Mme Françoise Laborde. Monsieur le président, monsieur le ministre, mes chers collègues : « Tout a changé, nous ne sommes plus les rois du monde... » Voilà ce que déclarait Bernard Kouchner, alors ministre des affaires étrangères, en juillet 2010, lorsque fut lancé l’Institut français, la nouvelle agence pour l’action culturelle extérieure de notre pays.
C’est probablement, en partie, parce que nous avons cru trop longtemps que nous étions « les rois du monde » que notre diplomatie culturelle accuse un certain retard et souffre parfois d’un manque de légitimité.

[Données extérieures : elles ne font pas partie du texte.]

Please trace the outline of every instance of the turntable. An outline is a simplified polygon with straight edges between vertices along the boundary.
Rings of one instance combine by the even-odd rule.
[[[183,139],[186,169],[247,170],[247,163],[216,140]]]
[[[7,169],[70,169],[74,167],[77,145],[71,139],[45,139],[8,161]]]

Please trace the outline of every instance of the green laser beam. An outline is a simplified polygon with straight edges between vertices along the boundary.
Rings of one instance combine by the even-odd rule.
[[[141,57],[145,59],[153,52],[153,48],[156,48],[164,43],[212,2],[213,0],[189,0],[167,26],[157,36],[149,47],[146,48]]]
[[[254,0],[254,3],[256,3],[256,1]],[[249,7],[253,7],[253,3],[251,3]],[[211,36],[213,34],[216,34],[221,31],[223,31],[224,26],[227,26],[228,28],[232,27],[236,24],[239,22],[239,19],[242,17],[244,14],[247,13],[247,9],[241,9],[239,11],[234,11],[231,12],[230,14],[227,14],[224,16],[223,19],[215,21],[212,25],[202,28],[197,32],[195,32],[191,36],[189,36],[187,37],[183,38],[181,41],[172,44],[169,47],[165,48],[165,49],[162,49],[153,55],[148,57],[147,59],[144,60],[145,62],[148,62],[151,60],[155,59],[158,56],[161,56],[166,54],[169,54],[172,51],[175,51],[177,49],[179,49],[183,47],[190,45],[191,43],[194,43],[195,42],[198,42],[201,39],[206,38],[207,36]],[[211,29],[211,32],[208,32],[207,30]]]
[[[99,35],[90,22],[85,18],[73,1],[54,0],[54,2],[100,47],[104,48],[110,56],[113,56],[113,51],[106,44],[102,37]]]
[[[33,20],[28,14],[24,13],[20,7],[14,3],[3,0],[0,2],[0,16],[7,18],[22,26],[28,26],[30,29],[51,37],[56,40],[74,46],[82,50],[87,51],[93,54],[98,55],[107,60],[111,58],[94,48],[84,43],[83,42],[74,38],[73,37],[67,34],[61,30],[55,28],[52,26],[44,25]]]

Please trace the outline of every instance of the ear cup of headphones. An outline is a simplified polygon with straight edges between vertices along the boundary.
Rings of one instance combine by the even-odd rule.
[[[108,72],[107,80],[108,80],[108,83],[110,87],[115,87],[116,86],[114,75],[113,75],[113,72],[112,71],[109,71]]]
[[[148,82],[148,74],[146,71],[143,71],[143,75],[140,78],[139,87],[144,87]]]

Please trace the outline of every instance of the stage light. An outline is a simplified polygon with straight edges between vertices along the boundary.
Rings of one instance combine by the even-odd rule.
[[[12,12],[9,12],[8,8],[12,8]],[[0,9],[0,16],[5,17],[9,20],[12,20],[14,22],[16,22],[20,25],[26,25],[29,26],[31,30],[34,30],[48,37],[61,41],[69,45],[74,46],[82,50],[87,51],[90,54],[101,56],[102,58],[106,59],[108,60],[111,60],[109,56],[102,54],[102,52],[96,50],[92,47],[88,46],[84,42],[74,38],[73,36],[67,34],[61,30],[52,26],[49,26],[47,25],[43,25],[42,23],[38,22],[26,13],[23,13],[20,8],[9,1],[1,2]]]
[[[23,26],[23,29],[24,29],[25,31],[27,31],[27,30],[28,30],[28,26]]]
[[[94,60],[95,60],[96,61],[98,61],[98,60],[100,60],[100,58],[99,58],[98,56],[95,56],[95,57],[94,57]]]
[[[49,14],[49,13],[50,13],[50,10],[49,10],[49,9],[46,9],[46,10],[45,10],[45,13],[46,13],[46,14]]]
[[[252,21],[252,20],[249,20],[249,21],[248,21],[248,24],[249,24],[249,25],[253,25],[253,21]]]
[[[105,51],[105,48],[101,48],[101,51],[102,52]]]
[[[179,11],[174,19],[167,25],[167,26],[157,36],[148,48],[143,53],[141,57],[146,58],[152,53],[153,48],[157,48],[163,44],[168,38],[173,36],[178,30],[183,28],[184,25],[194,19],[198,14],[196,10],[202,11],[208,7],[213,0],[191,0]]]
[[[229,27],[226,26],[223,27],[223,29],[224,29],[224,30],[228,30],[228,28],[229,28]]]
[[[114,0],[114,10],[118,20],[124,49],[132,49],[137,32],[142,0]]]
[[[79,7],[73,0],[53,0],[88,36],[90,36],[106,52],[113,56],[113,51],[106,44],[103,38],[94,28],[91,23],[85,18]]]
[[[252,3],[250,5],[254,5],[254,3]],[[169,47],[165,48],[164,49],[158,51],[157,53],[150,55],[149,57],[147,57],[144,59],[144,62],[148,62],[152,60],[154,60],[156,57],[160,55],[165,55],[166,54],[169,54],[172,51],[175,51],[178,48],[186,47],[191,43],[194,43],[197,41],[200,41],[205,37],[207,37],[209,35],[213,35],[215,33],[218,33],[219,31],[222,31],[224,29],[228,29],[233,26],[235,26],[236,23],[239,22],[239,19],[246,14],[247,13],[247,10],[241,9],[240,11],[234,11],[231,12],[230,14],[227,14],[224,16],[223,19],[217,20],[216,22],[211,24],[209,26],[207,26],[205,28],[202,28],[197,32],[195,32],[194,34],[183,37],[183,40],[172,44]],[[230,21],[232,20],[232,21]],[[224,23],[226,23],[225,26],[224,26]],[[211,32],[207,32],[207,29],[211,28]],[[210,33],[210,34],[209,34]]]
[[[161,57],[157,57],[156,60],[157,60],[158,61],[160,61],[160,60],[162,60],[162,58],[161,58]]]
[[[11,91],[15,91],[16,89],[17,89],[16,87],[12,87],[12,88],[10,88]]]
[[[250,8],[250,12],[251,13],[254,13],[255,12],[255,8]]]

L’anthropologue Philippe Descola, professeur au Collège de France, a bien résumé le défi auquel est confrontée notre diplomatie d’influence : « Incarner une civilisation singulière, sans pour autant présumer de la supériorité de sa culture. »
En ce sens, l’expression apparemment consensuelle de « rayonnement culturel de la France » mérite d’être questionnée. Ne fait-elle pas référence en creux à une certaine « splendeur passée », que d’aucuns aimeraient retrouver, sans pour autant remettre en question notre modèle ? Ne nous ramène-t-elle pas à une époque désormais lointaine où la culture française dominait, si ce n’est le monde, du moins l’Europe ?
Or, les choses ont bien changé, notamment depuis la fin de la Seconde Guerre mondiale, après laquelle Paris a perdu sa place de capitale des artistes et du marché de l’art. Il est sans doute temps d’en prendre véritablement conscience si nous voulons construire la diplomatie culturelle du XXIe siècle.
Quand on aborde l’action culturelle extérieure de la France, deux types de chiffres sont à distinguer.
Certains témoignent de la vitalité et de l’attractivité de la culture made in France dans le monde : 50 000 manifestations culturelles organisées chaque année par le réseau culturel français, 101 instituts français, plus de 8 000 artistes, auteurs ou professionnels de la culture soutenus dans plus de 150 pays.
D’autres en revanche, moins glorieux, reflètent le déclin apparemment irréversible de notre diplomatie culturelle traditionnelle : un tiers de nos centres et instituts culturels à l’étranger ont été fermés depuis l’an 2000, le budget de l’action culturelle extérieure a baissé de plus de 20 % depuis 2007…
Cela explique notamment que, dès 2007, un rapport d’information sénatorial s’interrogeait sur « les réponses [à] apporter à une diplomatie culturelle en crise ».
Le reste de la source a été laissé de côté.